Ia mendorong dinas terkait untuk lebih aktif menyosialisasikan pola hidup sehat selama cuaca ekstrem, Rabu (04/02/2026).
Menurutnya, edukasi tidak hanya dilakukan di fasilitas kesehatan, tetapi juga melalui sekolah, komunitas, dan ruang publik.
“Ya, mengingatkan pentingnya konsumsi air putih yang cukup serta pengaturan aktivitas luar ruangan,”pesannya.
Ia mengatakan, masyarakat perlu diedukasi agar lebih peka terhadap tanda-tanda awal gangguan kesehatan akibat panas.

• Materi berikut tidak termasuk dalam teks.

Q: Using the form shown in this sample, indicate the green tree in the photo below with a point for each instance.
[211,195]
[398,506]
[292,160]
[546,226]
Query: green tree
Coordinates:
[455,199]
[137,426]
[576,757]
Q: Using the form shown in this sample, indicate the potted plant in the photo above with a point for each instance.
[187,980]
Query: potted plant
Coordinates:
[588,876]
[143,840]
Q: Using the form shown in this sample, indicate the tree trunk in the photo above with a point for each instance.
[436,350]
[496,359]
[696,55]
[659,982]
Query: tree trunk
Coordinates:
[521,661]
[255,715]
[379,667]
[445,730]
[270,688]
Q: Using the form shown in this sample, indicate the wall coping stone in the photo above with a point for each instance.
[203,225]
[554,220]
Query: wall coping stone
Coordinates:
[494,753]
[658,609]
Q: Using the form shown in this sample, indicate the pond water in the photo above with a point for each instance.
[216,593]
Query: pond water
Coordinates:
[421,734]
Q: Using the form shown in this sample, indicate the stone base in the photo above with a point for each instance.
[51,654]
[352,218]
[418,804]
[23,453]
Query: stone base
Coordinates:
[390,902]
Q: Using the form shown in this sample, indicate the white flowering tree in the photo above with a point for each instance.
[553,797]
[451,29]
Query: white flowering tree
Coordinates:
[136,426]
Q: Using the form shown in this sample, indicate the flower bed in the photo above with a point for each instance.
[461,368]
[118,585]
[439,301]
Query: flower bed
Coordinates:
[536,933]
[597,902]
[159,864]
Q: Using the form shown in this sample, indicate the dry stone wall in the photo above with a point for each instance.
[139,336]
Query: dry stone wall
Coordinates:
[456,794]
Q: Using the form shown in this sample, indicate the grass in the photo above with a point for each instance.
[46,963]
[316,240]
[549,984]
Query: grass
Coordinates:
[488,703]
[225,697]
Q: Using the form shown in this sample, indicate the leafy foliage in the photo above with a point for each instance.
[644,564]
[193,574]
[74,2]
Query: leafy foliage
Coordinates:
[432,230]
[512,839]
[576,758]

Di sisi lain, fasilitas layanan kesehatan diminta untuk meningkatkan kesiapsiagaan dalam menghadapi lonjakan keluhan masyarakat.
Okki menegaskan bahwa sinergi antara pemerintah daerah, tenaga kesehatan, dan masyarakat sangat diperlukan.
“Itupun ada juga edukasi yang berkelanjutan dapat menekan risiko dampak kesehatan akibat cuaca panas,
Dengan langkah preventif yang tepat, Okki optimistis masyarakat Kalteng dapat tetap sehat dan produktif meski dihadapkan pada kondisi cuaca ekstrem.